Larry and Ann Towell

“If there is one theme which connects all my work, I think it is that of landless-ness: how land makes people into who they are and what happens to them when they lose it and thus lose their identities.”
As a poet and musician, growing up in Ontario, Larry Towell studied Visual Arts at Toronto’s York University where he was given a camera and taught how to process black-and-white film. In 1976, he volunteered in Calcutta where he photographed and wrote. Returning to Canada, he taught folk music to support himself and his family. In 1984, he became a freelance photographer and writer focusing on the dispossessed, exile and peasant rebellion. He became a Magnum nominee in 1988 and a full member in 1993. After completing a 10 year project of of reportage in El Salvador, published a major book on the Palestinians and many books thereafter, one of which was the award winning “The World from My Front Porch,” a project on his own family in rural Ontario where he sharecrops a 75 acre farm.
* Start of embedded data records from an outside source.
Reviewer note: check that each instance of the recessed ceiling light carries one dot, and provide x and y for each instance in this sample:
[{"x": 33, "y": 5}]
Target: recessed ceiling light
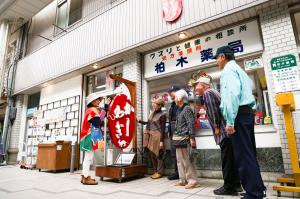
[
  {"x": 181, "y": 35},
  {"x": 95, "y": 66}
]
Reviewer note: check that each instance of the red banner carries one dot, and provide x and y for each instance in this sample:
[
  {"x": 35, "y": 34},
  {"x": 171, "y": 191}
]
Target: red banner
[{"x": 121, "y": 121}]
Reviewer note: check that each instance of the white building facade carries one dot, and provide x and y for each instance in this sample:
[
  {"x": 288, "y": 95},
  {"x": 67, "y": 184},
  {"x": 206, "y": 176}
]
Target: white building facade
[{"x": 91, "y": 39}]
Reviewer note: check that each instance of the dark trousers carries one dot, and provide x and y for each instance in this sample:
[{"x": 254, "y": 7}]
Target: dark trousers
[
  {"x": 229, "y": 168},
  {"x": 157, "y": 163},
  {"x": 174, "y": 159},
  {"x": 243, "y": 142}
]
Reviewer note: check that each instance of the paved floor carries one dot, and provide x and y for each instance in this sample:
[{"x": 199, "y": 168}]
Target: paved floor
[{"x": 16, "y": 183}]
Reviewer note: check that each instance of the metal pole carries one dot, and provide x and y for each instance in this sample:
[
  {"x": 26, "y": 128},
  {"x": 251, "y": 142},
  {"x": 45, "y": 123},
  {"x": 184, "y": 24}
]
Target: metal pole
[{"x": 72, "y": 157}]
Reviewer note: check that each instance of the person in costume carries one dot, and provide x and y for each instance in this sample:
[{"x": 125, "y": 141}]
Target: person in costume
[
  {"x": 91, "y": 137},
  {"x": 154, "y": 136}
]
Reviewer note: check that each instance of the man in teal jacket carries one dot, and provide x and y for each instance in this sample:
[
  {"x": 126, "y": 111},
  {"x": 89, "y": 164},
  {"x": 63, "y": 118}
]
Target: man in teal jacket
[{"x": 237, "y": 107}]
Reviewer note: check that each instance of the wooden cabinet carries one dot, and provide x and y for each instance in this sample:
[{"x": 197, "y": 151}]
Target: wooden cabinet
[{"x": 56, "y": 156}]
Ann Towell is a writer of children’s books. She develops and prints many rolls of film for her husband’s many projects.

Erich Lessing

“I saw my job as providing documentation. I’m certainly not a story teller in the way that a novelist is a storyteller. Reportage was not the sophisticated thing then it is today.”
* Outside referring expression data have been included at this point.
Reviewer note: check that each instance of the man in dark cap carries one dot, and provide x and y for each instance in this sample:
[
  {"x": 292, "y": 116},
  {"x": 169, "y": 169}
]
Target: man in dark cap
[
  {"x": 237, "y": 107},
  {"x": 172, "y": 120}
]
Erich Lessing was born in Vienna, the son of a dentist and a concert pianist. When Hitler occupied Austria in 1939, he emigrated to Israel. His mother, remaining in Austria, died in Auschwitz. He studied at Haifa’s Technical College, after which he worked on a kibbutz, served as a soldier and also drove a taxi to make a living. He served in the British Army as an aviator and photographer during World War II. He returned to Vienna in 1947 working as a photographer and reporter for Associated Press and was invited to join Magnum by David “Chim” Seymour. He became a full member in 1955. Eventually, becoming disappointed with photojournalism as a way of change, he turned to art, science and historical subjects. He has published more than 40 books.